Pubdate: Tue, 26 Aug 2014
Source: Edmonton Sun (CN AB)
Page: 7
Copyright: 2014 Canoe Limited Partnership.
Contact: http://www.edmontonsun.com/letter-to-editor
Website: http://www.edmontonsun.com
Details: http://www.mapinc.org/media/135
Author: Tony Blais

REMAND GUARD SAYS HE SMUGGLED DRUGS AFTER INMATE THREATS

An Edmonton Remand Centre guard who smuggled drugs for inmates is
claiming he did it because he was threatened by a big-time drug dealer
tied to the Hells Angels.

Testifying Monday at his Court of Queen's Bench sentencing hearing,
James Johnstone said his ordeal began when he was doing a security
check in Jeffrey Caines' cell and the inmate blocked the door and told
him he knew his address and phone number and his mother's address.

Johnstone said the large and muscular convicted cocaine kingpin then
told him that if he didn't bring in a package for him, someone would
be "paying my mom and I a visit."

Johnstone, 24, told court he didn't report the threat because he was
"scared" and in a "state of panic" and had had some negative issues
with his supervisors.

Then, when he got a text from an unknown person telling him where to
go to pick up the package, he said the threats became "more real" and
he did what he was told.

"I was afraid that Caines, knowing his affiliation with the Hells
Angels and his violent temper, would do something to follow through on
what he had said. I was thinking he would kill," said Johnstone. "I
was feeling just petrified and trapped and I felt like I had no one to
turn to."

Johnstone, who turns 25 on Saturday, has pleaded guilty to trafficking
in a controlled substance.

According to agreed facts, Johnstone was employed as an ERC guard
between January 2009 and April 2011.

During an investigation known as Project Gracchus involving Johnstone,
Caines and other ERC inmates, it was evident from phone conversations
that Johnstone twice brought packages containing drugs into the
facility and at one time charged $1,000 as a fee for this service.

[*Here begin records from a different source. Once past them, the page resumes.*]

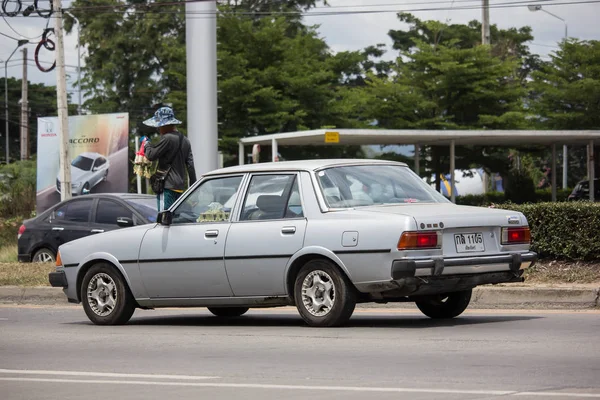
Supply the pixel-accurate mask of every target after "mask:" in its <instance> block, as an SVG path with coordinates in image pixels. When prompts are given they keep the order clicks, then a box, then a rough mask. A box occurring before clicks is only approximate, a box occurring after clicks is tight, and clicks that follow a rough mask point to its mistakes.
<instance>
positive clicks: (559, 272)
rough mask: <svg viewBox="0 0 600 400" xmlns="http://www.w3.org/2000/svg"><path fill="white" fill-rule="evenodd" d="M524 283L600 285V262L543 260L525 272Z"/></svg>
mask: <svg viewBox="0 0 600 400" xmlns="http://www.w3.org/2000/svg"><path fill="white" fill-rule="evenodd" d="M525 283H548V284H556V283H599V284H600V262H598V261H588V262H585V261H557V260H543V261H540V262H538V263H537V264H536V265H534V266H533V268H530V269H528V270H526V271H525Z"/></svg>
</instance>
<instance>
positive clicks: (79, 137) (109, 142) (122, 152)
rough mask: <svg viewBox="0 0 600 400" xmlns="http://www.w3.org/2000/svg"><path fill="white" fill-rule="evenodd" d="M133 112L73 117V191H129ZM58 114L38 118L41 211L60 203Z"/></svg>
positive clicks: (38, 204)
mask: <svg viewBox="0 0 600 400" xmlns="http://www.w3.org/2000/svg"><path fill="white" fill-rule="evenodd" d="M128 138H129V114H128V113H116V114H98V115H76V116H70V117H69V158H70V160H71V193H72V195H73V196H82V195H83V196H85V195H86V194H89V193H115V192H127V189H128V171H129V168H128V146H127V143H128ZM59 140H60V138H59V135H58V117H43V118H38V138H37V197H36V202H37V207H36V208H37V212H38V213H41V212H43V211H45V210H47V209H48V208H50V207H52V206H53V205H55V204H57V203H59V202H60V194H61V191H62V190H63V188H62V187H61V183H60V179H59V159H60V157H59V154H60V143H59Z"/></svg>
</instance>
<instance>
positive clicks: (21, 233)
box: [17, 225, 25, 239]
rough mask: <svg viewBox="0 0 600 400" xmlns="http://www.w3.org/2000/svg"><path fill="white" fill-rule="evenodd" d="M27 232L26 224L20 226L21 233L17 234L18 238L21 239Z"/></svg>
mask: <svg viewBox="0 0 600 400" xmlns="http://www.w3.org/2000/svg"><path fill="white" fill-rule="evenodd" d="M24 233H25V225H21V227H20V228H19V234H18V235H17V239H21V236H22V235H23V234H24Z"/></svg>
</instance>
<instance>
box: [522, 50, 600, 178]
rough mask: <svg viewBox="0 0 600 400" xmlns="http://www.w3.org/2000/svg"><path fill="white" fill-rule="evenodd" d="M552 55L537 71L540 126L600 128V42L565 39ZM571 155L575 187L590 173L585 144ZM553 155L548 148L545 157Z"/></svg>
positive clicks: (570, 127) (532, 103) (536, 80)
mask: <svg viewBox="0 0 600 400" xmlns="http://www.w3.org/2000/svg"><path fill="white" fill-rule="evenodd" d="M550 58H551V61H550V62H547V63H545V64H544V65H543V67H542V68H541V70H539V71H536V72H535V73H533V82H532V83H531V96H530V101H531V106H532V109H533V111H534V114H535V124H536V126H537V127H538V128H540V129H557V130H587V129H592V130H593V129H598V127H600V112H599V111H600V41H597V40H590V41H585V40H584V41H581V40H573V39H571V40H569V41H567V42H564V41H563V42H561V44H560V47H559V49H558V50H557V51H556V52H555V53H553V54H551V55H550ZM597 150H598V149H596V151H597ZM569 154H570V162H569V170H568V171H569V174H568V183H569V186H570V187H572V186H573V185H574V184H575V183H577V181H578V180H580V179H582V178H583V177H585V176H586V175H587V166H586V157H587V156H586V149H585V146H572V147H570V148H569ZM549 158H550V154H549V152H548V151H547V152H546V154H545V160H547V161H549ZM596 169H597V172H596V173H598V172H599V171H598V167H596Z"/></svg>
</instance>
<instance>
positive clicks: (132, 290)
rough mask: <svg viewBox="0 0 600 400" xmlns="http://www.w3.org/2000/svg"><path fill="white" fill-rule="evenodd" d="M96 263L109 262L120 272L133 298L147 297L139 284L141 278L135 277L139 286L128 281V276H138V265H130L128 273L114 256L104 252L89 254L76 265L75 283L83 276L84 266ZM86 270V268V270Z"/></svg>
mask: <svg viewBox="0 0 600 400" xmlns="http://www.w3.org/2000/svg"><path fill="white" fill-rule="evenodd" d="M97 261H106V262H109V263H111V264H113V265H114V266H115V268H117V269H118V270H119V272H121V275H123V277H124V278H125V282H127V286H129V289H130V290H131V293H132V294H133V296H134V297H135V298H140V297H141V298H144V297H147V294H146V289H145V288H144V286H143V285H142V284H141V276H137V277H136V280H137V281H138V282H140V284H137V285H133V283H132V281H131V279H130V274H131V273H134V274H138V275H139V269H138V265H137V262H136V263H135V264H132V266H133V268H131V269H129V271H127V270H126V269H125V268H124V267H123V265H122V264H121V263H120V262H119V260H117V258H116V257H115V256H113V255H112V254H110V253H106V252H96V253H91V254H89V255H87V256H86V257H85V258H84V259H83V260H82V261H81V262H80V263H79V265H78V267H77V268H78V271H77V281H79V279H80V278H81V279H83V276H81V274H82V267H83V266H84V265H87V264H90V263H91V262H97ZM86 270H87V268H86Z"/></svg>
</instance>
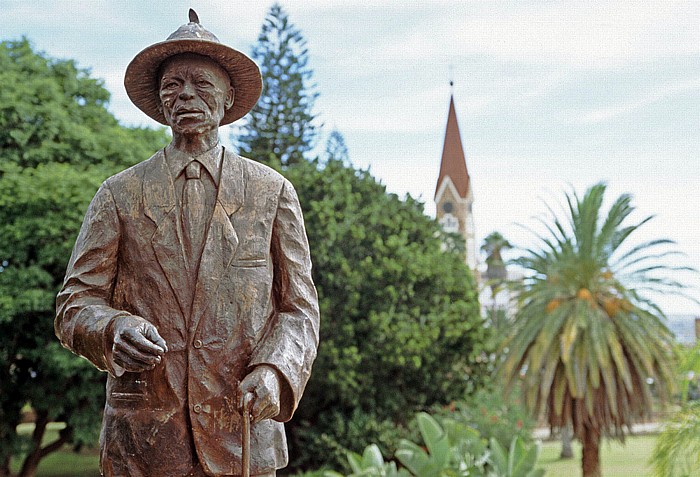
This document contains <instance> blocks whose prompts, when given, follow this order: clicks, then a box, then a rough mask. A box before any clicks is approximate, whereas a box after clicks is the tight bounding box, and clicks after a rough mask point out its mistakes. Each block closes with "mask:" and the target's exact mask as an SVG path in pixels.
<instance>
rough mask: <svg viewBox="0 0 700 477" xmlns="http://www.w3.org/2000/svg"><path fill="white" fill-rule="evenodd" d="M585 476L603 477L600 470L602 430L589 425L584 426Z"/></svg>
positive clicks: (582, 460) (583, 459)
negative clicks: (601, 430) (601, 436)
mask: <svg viewBox="0 0 700 477" xmlns="http://www.w3.org/2000/svg"><path fill="white" fill-rule="evenodd" d="M581 444H582V445H583V458H582V459H581V465H582V467H583V477H602V475H603V474H602V473H601V472H600V432H599V431H598V429H594V428H592V427H589V426H584V427H583V439H582V442H581Z"/></svg>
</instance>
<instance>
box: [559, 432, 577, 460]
mask: <svg viewBox="0 0 700 477" xmlns="http://www.w3.org/2000/svg"><path fill="white" fill-rule="evenodd" d="M573 457H574V450H573V449H572V448H571V425H570V424H569V425H566V426H564V427H562V428H561V454H559V458H560V459H573Z"/></svg>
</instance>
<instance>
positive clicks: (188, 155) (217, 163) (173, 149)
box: [165, 144, 223, 282]
mask: <svg viewBox="0 0 700 477" xmlns="http://www.w3.org/2000/svg"><path fill="white" fill-rule="evenodd" d="M222 159H223V147H222V146H221V145H220V144H217V145H216V146H215V147H213V148H211V149H210V150H208V151H206V152H204V153H202V154H199V155H198V156H191V155H189V154H187V153H185V152H183V151H180V150H179V149H176V148H175V147H173V145H172V144H169V145H168V146H167V147H166V148H165V160H166V163H167V164H168V169H169V170H170V174H171V177H172V179H173V185H174V186H175V198H176V201H177V208H178V210H179V211H180V212H179V213H178V214H177V217H178V219H177V220H178V224H179V226H178V230H181V227H182V223H181V220H182V219H181V213H182V194H183V191H184V189H185V182H186V181H187V180H188V179H187V178H186V177H185V169H186V168H187V166H188V165H189V163H190V162H192V161H197V162H199V163H200V164H201V165H202V167H201V169H200V176H199V180H200V181H201V182H202V185H203V186H204V196H205V197H204V202H205V209H204V210H205V213H206V214H207V215H206V220H205V223H206V224H207V225H206V229H205V230H204V231H203V233H204V235H203V240H204V241H206V233H207V230H208V229H209V223H210V222H211V217H212V214H213V212H214V207H215V205H216V198H217V195H218V194H217V193H218V185H219V180H220V178H221V163H222ZM190 180H196V179H190ZM181 240H182V238H181ZM204 241H203V242H201V243H199V244H198V250H197V251H193V252H194V254H195V255H194V256H193V257H191V259H192V260H194V263H190V264H189V265H188V269H189V273H190V279H191V280H192V281H193V282H194V281H196V279H197V270H198V268H199V261H200V260H201V253H202V249H203V247H204Z"/></svg>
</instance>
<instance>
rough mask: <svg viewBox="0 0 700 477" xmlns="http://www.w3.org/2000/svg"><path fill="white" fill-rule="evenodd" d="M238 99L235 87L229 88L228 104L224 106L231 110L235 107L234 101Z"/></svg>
mask: <svg viewBox="0 0 700 477" xmlns="http://www.w3.org/2000/svg"><path fill="white" fill-rule="evenodd" d="M235 97H236V90H234V89H233V86H229V88H228V93H226V102H225V103H224V105H225V106H226V110H229V109H231V107H232V106H233V99H234V98H235Z"/></svg>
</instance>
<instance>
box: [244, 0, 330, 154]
mask: <svg viewBox="0 0 700 477" xmlns="http://www.w3.org/2000/svg"><path fill="white" fill-rule="evenodd" d="M252 57H253V59H254V60H255V61H256V62H257V63H258V65H259V66H260V70H261V73H262V77H263V93H262V96H261V98H260V100H259V101H258V104H257V105H256V106H255V108H253V110H252V111H251V113H250V115H249V116H248V124H247V127H246V128H245V130H244V131H243V134H242V135H240V136H239V137H238V138H235V140H236V142H237V143H238V145H239V147H240V150H241V153H242V154H243V155H244V156H247V157H250V158H251V159H255V160H258V161H261V162H263V163H265V164H268V165H272V166H275V165H282V166H287V165H290V164H295V163H298V162H300V161H303V160H304V159H305V156H306V155H307V153H308V152H309V151H311V149H313V147H314V145H315V140H316V136H317V134H318V131H317V126H316V124H315V121H314V120H315V114H314V113H313V105H314V101H315V100H316V97H317V96H318V94H317V93H316V92H315V85H314V84H312V83H311V81H312V75H313V72H312V70H311V69H310V68H309V66H308V61H309V57H308V51H307V49H306V41H305V40H304V37H303V36H302V34H301V31H300V30H298V29H297V28H296V27H295V26H294V25H293V24H292V23H291V22H290V21H289V16H288V15H287V13H286V12H285V11H284V10H283V9H282V7H281V6H280V5H279V4H278V3H275V4H273V5H272V7H270V10H269V12H268V13H267V16H266V17H265V20H264V22H263V26H262V30H261V31H260V35H259V36H258V42H257V43H256V44H255V46H254V47H253V53H252Z"/></svg>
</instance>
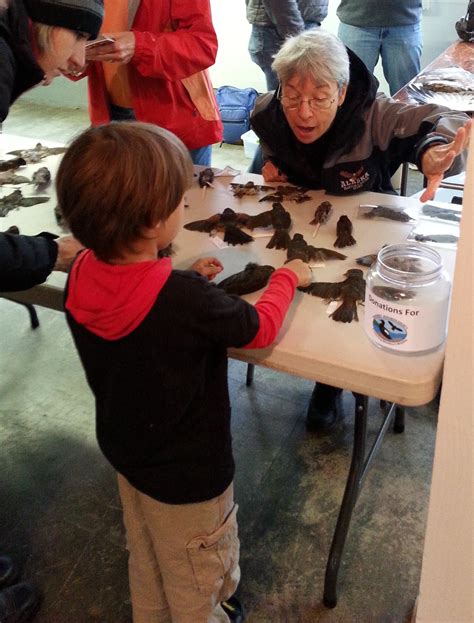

In the first instance, Johnstone smuggled in a package he was given
containing an unknown quantity of drugs sometime between Oct. 11 and
Oct. 14, 2010.

The second time involved a package containing five half-pound bags of
marijuana and an unknown amount of hashish being delivered between
Oct. 25 and Oct. 31, 2010.

After Johnstone was arrested, a search was done of his 2003 Honda CRV
and police found under the front seat a package containing four
lighters, four packs of Zig Zag rolling papers, pouches of tobacco, 85
grams of marijuana and eight spitballs of cocaine weighing 2.2 grams.

During Johnstone's arrest interview in April 2011, he admitted he
brought four packages into the ERC for inmates over a period of one
year prior to his arrest.

The Crown is seeking a prison term of five to six years while the
defence is looking for less based on Johnstone being psychologically
and emotionally fragile at the time.

Caines, 40, was handed a 14-year prison term on Oct. 7, 2011, after
admitting he was the head of a multi-kilo cocaine trafficking
operation in Fort McMurray.

Court has heard Caines paid the Hells Angels a fee so the outlaw
bikers would provide protection for his people.